Evaluation of the activities of antiretroviral agents and an immunoregulatory compound has been made using two models of HIV-1 infection and three measurements of virus expression. Acute infection of Jurkat cells or chronic/inducible infection in U1.1 cells was monitored at multiple time points after drug treatment. The 50% effective concentrations (EC₅₀) of the HIV-1 inhibitors suramin, 3′-azido-3′-deoxythymidine (AZT), and 2′,3′-dideoxycytidine, as measured by HIV-1 RNA hybridization in Jurkat cells two days after infection, were comparable to EC₅₀ values obtained in parallel measurements of extracellular p24 levels and percent HIV-1 IF-positive cells. However, these measurements diverged: at seven days after infection the EC₅₀ of AZT was greater than 10 μM when intracellular HIV-1 RNA was assayed, 0.2 μM by IF, and 0.03 μM by p24 assay.

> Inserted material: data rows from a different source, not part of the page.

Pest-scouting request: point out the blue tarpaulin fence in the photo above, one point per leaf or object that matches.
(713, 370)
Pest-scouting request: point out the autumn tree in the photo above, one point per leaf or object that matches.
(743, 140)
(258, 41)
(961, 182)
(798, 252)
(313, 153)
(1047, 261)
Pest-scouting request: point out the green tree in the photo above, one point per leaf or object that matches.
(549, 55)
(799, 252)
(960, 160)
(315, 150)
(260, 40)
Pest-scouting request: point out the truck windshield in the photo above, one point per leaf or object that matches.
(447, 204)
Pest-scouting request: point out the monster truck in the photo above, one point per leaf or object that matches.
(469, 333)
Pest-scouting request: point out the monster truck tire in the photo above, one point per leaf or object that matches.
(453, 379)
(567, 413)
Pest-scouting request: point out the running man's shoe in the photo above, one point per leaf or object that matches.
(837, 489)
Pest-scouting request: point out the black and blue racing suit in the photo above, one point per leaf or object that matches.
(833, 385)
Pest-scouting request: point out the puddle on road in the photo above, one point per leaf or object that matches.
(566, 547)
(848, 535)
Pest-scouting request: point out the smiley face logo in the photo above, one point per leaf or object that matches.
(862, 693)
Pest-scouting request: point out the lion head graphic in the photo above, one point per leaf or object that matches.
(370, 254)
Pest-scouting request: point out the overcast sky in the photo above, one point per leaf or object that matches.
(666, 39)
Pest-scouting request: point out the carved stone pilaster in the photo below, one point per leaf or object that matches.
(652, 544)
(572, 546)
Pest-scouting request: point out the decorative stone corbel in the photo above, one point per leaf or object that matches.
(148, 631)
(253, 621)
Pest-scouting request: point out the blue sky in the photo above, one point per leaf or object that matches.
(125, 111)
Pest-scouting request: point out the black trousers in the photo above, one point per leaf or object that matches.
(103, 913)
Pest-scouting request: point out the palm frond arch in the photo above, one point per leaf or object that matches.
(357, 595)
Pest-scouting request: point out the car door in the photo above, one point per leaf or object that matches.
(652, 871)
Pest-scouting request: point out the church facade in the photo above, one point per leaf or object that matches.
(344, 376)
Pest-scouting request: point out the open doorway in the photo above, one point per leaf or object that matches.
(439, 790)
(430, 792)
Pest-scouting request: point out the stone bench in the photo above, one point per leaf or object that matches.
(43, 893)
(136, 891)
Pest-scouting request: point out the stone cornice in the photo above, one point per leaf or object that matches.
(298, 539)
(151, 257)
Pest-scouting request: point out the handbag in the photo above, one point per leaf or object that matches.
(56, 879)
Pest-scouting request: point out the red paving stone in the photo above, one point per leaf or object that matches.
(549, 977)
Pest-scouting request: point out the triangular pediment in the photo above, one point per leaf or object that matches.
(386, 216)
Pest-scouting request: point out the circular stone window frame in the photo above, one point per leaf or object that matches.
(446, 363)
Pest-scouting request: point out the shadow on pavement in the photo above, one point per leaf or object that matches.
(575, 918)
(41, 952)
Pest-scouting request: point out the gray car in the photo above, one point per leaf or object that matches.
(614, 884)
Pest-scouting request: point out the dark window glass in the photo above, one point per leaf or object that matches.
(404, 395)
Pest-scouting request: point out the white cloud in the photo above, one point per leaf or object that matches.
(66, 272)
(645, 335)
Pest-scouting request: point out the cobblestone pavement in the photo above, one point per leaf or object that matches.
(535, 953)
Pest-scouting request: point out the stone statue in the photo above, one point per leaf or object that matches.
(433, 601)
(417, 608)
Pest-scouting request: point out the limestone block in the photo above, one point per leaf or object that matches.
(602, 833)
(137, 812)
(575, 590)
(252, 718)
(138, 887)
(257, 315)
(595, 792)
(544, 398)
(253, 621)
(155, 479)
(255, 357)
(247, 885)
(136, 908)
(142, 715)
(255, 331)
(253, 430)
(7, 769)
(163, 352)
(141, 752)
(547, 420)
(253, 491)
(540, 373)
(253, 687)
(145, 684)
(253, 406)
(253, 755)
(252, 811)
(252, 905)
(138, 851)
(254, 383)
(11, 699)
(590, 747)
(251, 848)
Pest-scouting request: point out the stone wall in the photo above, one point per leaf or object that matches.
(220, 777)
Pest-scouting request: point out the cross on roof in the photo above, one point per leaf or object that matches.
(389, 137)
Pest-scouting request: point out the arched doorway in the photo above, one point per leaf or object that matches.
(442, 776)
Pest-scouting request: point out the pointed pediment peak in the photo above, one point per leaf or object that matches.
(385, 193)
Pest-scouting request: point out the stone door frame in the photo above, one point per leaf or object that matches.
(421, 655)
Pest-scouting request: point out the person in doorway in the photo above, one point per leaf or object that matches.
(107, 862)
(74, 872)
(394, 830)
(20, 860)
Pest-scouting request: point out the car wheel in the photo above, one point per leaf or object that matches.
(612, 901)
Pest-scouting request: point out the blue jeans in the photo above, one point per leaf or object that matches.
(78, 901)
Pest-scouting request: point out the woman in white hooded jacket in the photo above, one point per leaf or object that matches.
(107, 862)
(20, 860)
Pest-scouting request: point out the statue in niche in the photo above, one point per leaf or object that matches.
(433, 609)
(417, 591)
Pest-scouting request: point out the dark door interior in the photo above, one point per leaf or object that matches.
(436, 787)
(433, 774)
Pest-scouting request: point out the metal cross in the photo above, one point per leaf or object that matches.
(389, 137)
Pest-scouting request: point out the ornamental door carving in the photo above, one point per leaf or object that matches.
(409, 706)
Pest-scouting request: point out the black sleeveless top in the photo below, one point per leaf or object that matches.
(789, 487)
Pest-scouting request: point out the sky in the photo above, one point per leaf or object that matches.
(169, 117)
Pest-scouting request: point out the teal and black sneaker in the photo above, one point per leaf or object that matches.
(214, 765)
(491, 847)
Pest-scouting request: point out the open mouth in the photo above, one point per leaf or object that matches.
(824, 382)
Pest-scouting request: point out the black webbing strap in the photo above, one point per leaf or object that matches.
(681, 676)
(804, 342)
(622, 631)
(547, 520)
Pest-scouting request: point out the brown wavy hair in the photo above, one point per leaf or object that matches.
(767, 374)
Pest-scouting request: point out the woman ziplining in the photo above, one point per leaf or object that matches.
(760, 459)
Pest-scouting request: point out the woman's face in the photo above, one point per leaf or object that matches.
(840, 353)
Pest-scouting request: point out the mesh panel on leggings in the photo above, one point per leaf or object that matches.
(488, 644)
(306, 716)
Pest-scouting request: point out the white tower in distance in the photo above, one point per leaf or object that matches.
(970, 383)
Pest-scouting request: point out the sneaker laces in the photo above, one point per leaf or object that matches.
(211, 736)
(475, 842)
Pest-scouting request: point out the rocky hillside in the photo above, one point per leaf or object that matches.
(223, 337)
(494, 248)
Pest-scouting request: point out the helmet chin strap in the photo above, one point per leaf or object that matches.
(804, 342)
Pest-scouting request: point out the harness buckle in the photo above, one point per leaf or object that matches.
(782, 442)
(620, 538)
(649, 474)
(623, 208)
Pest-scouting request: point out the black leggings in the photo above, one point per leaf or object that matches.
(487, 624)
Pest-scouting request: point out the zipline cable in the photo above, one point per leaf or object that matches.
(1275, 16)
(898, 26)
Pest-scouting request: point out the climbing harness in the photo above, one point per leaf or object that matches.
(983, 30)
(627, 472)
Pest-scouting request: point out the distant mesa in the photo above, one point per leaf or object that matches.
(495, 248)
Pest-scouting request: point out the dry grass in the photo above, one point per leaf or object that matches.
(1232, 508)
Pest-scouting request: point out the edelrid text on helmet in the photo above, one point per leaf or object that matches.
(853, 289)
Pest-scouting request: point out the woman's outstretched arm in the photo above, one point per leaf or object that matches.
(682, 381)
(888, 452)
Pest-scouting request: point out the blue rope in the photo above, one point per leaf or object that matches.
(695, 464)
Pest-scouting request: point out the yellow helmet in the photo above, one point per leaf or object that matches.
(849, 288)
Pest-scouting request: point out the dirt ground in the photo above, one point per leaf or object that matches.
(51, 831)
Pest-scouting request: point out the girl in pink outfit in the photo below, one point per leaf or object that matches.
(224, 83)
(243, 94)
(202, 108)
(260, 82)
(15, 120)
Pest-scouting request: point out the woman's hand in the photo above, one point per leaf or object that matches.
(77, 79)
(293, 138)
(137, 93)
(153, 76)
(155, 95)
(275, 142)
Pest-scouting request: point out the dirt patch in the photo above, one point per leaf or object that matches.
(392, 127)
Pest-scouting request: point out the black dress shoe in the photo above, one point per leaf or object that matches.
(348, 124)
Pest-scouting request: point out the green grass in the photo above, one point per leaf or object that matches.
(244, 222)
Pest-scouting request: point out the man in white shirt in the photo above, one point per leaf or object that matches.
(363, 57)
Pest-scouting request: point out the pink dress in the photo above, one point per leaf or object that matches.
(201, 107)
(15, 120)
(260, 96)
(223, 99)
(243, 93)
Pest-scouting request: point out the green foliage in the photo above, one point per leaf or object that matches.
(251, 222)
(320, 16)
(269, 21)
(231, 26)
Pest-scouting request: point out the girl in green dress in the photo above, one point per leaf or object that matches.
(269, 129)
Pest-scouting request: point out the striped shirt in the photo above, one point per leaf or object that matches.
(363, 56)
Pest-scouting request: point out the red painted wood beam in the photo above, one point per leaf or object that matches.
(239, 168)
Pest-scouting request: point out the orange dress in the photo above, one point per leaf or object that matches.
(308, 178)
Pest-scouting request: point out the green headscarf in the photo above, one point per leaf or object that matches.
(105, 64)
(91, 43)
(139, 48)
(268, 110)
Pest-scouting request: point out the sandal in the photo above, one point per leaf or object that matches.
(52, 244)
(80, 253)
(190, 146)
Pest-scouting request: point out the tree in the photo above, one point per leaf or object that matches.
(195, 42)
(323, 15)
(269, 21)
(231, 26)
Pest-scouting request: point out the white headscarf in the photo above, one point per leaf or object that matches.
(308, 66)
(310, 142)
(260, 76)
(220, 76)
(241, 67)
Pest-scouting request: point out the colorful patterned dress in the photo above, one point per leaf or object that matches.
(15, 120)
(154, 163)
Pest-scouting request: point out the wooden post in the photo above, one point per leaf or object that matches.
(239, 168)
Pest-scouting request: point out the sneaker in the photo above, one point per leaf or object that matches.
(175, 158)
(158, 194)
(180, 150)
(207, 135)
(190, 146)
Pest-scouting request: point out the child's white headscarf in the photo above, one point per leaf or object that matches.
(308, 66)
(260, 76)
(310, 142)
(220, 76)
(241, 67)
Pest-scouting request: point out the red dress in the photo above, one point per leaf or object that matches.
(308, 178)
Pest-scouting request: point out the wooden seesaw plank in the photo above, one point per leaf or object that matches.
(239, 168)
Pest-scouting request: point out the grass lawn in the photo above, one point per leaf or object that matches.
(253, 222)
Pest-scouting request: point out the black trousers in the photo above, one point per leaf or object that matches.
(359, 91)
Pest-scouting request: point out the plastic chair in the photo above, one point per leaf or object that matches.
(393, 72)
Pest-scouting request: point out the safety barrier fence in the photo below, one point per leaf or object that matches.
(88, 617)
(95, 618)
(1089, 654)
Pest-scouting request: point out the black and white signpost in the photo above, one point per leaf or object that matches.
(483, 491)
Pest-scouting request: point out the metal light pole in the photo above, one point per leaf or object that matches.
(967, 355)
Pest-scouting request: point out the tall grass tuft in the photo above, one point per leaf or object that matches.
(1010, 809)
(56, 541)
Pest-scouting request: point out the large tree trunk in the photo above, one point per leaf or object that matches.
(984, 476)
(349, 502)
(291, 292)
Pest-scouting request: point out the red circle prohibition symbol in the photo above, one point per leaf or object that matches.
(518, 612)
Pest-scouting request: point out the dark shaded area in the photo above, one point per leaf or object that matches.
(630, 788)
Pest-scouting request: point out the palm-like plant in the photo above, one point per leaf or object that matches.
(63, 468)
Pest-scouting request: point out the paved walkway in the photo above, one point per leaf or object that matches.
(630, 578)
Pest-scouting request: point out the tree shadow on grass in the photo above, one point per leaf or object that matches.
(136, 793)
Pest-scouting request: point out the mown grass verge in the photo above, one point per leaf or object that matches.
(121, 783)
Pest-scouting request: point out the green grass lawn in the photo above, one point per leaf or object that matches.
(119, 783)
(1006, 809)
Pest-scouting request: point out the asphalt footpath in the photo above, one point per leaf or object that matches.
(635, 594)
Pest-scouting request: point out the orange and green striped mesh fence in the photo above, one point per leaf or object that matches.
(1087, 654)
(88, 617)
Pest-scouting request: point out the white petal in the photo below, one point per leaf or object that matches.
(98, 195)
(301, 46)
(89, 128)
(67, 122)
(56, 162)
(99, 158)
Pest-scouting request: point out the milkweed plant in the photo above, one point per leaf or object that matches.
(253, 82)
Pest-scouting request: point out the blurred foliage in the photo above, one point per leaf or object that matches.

Human thymic humoral factor displayed no direct inductive activity in chronic HIV-1 infection in U1.1 cells, while phorbol ester and lymphocyte supernatants induced all parameters. These observations warrant care when interpreting results of only a single assay and suggest that definitive assay of HIV-1 infection requires measurements of multiple parameters of virus expression.